22 gennaio 2013

Jaguar F-Type, ritorno alle origini

Tosta è tosta. Forse l'avremmo voluta un po' più aggressiva nei passaruota posteriori, bisognava osare un po' di più. Ma è decisamente Jaguar e quando ci hanno detto che vuole proseguire nella tradizione delle D ed E-Type ci abbiamo creduto. A occhio è grande come una SLK, ma è più d'impronta e curata; d'altronde il prezzo sarà ben più alto, a partire da circa 70.000 euro. Motori: due V6 turbo di tre litri, 340 e 380 CV, l'esagerato V8 a compressore di 5 litri con 495 CV. Roba schiodare i tombini, la più scarsa fa lo 0-100 in 5,3 secondi. L’abbiamo ammirata in bianco, sulle foto è in rosso; meglio il primo colore ma anche le tinte pastello. Nera no, troppo vistosa per una linea morbida, aggressiva ma anche distaccatamente elegante. Posto guida raccolto tutto attorno al pilota (pilota, non guidatore), tanta elettronica di supporto per guidare come vuoi senza correre rischi. Anche al freddo a cielo aperto l’aria può essere amica se hai un climatizzatore che ti avvolge con una “sciarpa” di aria calda e sei lì coccolato, avvolto in un abitacolo che la Jaguar definisce 1+1. Una scelta confermata dalla forma della plancia, tutta  rivolta verso chi guida, con una grande maniglia in pelle sulla destra a dividerlo dal passeggero.
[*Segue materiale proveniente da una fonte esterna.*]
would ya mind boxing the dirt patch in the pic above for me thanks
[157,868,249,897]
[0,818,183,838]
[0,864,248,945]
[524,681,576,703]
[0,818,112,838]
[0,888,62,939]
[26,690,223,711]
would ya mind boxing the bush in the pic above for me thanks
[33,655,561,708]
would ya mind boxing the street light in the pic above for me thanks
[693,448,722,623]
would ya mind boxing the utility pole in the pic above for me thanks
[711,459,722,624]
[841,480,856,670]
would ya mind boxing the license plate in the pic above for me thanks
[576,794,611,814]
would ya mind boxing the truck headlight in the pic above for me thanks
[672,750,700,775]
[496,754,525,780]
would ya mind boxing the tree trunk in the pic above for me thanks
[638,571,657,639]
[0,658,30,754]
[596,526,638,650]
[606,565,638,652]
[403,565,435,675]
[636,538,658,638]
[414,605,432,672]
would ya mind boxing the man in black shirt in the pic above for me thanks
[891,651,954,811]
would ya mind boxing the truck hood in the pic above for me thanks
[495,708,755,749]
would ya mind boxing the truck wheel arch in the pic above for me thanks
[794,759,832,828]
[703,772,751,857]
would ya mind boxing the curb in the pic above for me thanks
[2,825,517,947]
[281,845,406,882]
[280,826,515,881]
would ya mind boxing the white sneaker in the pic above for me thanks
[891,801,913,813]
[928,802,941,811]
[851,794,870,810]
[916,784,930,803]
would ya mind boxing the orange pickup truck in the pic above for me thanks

Capottina in tela, vecchio stile, molto british, ma rigorosamente elettrica e rapida nell’azionamento. La domanda é: "Ci sta nel ruolo di auto di Diabolik"? Siii, anche se i miti non traslano facilmente. Vedremo se l'"effetto Evoque" avrà una chance anche con questa spider da meno 4 metri e mezzo.